Introduction
awk is a powerful tool specialized in text processing, widely used in log analysis and data formatting.
Among its features, substr is a fundamental and important function for extracting parts of strings.
However, for beginners, it can be a tricky point when it comes to understanding the meaning of arguments and how to combine it with other functions.
This article explains awk's substr from the basics to advanced usage, from a perspective useful in real-world practice.
Reference: GNU awk
Basic Syntax and Argument Definitions of awk’s substr Function
Creating the File
cat << 'EOF' > input.txt
Hello,awk,substr,function
EOF
Command
awk '{ print substr($0,1,5) }' input.txt
Output
Hello
Command
awk '{ print substr($0,7,3) }' input.txt
Output
awk
Command
awk '{ print substr($0,11) }' input.txt
Output
substr,function
How It Works
| Element | Description |
|---|---|
| substr(string, start, length) | Basic syntax |
| string | The target string (e.g., $0 represents the entire line) |
| start | Index starting from 1 |
| length | Optional (if omitted, extracts to the end) |
| Return value | The substring within the specified range |
Explanation
substr is a function that extracts a string starting from a specified position.

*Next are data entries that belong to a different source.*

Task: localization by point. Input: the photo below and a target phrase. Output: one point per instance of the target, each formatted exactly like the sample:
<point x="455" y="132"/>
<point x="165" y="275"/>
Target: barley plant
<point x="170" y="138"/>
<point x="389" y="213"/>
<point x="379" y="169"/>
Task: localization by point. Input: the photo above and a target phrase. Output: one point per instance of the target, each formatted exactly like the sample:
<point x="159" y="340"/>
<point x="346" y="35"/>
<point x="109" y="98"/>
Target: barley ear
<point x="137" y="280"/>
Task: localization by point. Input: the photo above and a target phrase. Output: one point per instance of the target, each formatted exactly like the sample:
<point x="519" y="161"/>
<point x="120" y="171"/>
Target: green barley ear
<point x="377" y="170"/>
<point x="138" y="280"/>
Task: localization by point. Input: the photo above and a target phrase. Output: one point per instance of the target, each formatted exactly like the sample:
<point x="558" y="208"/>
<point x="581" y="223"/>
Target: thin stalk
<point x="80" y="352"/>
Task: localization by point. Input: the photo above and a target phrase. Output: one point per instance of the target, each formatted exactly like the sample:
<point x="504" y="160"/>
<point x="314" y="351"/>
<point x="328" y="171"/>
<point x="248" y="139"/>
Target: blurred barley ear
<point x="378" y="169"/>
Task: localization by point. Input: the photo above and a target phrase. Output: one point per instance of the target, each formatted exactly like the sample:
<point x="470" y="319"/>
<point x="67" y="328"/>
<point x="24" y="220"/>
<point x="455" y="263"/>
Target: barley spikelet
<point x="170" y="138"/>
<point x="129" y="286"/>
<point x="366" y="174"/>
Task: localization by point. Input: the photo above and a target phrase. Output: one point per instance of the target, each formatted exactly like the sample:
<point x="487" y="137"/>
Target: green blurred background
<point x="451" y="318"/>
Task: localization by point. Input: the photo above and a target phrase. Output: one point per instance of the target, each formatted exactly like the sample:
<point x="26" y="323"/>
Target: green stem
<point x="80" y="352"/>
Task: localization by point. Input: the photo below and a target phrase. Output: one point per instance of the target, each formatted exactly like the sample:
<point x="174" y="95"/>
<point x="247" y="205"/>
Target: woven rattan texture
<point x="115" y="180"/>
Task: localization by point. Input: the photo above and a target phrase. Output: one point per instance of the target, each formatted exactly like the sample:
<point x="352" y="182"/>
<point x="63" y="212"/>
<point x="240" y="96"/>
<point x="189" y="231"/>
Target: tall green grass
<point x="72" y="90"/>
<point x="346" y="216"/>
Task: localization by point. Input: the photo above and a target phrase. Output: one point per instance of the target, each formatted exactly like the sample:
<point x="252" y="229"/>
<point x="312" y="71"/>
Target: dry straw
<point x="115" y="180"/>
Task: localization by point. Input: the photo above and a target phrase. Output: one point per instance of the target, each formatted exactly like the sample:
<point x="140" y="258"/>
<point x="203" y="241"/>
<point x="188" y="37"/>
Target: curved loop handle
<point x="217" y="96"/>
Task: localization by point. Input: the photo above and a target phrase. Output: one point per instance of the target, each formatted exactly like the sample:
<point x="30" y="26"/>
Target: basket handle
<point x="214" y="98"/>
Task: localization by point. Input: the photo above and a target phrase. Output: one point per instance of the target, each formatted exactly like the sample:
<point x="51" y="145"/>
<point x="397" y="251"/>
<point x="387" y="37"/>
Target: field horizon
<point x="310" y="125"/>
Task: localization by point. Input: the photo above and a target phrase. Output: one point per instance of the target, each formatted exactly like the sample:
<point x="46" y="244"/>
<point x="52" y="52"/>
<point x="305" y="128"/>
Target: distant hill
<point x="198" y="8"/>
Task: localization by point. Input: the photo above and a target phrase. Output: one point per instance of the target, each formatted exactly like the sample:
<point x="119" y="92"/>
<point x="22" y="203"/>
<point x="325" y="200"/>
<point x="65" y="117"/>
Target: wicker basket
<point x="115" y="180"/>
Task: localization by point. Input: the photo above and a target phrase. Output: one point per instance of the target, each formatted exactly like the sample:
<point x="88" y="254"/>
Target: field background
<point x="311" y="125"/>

The start position is 1-based, and if the length is omitted, the string is extracted to the end.
Behavior When the Third Argument (Length) Is Omitted and Use Cases
Creating the File
cat << 'EOF' > input.txt
HelloWorld
AWKsubstrExample
EOF
Command
awk '{print substr($0,6)}' input.txt
Output
World
bstrExample
Command
awk '{print substr($0,1)}' input.txt
Output
HelloWorld
AWKsubstrExample
How It Works
| Item | Description |
|---|---|
| Function | substr(string, start, length) |
| When third argument is omitted | Retrieves everything from the start position to the end |
| Start position basis | Starts from 1 (not 0) |
| Return value | Substring from the specified position onward |
| Use cases | Log analysis and string processing where you want to retrieve everything from a midpoint to the end |
Explanation
Omitting the third argument allows you to retrieve everything from the start position to the end in one go, which is convenient for extracting the latter part of variable-length data.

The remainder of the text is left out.